By | July 7, 2010, 3:42pm PDT

Summary: The calendar has taken many forms since mobile devices hit popular culture in the last two decades. But have students forgotten the values of keeping on track and up to date?

Sometimes it takes a good knock on the head to see certain things that have been staring you in the face for days, weeks, months or even years.

Do you know how I remember to get things done? Honestly, I write things on my left hand in pen, usually for short-term memory such as picking up milk, cat food and suchlike. But, more often than not my BlackBerry buzzes and alerts me to an imminent house party or a meeting I totally forgot about.

But it’s not through my own efforts to remember to attend an event by inputting manually the time, date and place into my phone’s calendar. Facebook does it for me, as does Outlook and other services that I use; all over the air and sync’d automatically to remind me to be somewhere and do something (and on occasion, be someone else).

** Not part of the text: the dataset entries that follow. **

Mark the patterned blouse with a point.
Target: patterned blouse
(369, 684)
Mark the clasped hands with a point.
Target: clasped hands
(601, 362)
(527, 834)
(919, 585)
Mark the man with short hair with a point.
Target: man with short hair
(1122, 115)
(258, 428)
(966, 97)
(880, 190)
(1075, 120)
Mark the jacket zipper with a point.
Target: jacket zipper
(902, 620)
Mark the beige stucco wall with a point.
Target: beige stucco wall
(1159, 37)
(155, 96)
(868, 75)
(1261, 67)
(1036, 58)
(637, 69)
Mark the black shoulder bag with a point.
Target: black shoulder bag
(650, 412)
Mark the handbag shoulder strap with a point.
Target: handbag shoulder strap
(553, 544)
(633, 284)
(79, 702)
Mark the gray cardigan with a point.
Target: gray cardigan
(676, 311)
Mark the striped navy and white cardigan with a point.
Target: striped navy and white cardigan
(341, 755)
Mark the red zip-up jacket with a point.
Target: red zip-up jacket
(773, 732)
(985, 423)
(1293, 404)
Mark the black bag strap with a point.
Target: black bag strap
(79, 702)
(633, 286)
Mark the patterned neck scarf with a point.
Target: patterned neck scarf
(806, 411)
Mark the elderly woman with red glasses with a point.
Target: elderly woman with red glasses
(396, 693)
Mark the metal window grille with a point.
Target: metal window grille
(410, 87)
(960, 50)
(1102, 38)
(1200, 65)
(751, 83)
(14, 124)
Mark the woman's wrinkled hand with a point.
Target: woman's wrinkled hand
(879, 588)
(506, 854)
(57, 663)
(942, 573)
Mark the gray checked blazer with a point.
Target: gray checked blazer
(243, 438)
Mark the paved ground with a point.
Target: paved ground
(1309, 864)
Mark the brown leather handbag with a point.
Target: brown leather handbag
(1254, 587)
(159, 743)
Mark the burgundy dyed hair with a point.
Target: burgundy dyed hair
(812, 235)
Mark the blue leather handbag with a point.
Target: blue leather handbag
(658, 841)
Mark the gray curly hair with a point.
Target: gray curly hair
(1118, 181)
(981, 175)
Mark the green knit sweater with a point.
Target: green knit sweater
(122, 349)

With social networks being widely populated and capitalised with events and the broad access to such through mobile device applications, events along with contacts, email and media are being pushed over the air.

Though, only a few moments ago when speaking to a press relations person, only just out of university herself, she carries a physical calendar with her as though to write something down commits it to memory. Many others though, including myself do not, thus resorting to our phones and electronic calendars to tell us where to go and what to do.

The calendar seems to be a thing of the past for the current generation of students. Yet important as it is to maintain a schedule and planning for future events, to input and maintain a calendar on the go just isn’t seen all that often nowadays, with the occasional exception of very few.

Has the mobile calendar been long forgotten by today’s students?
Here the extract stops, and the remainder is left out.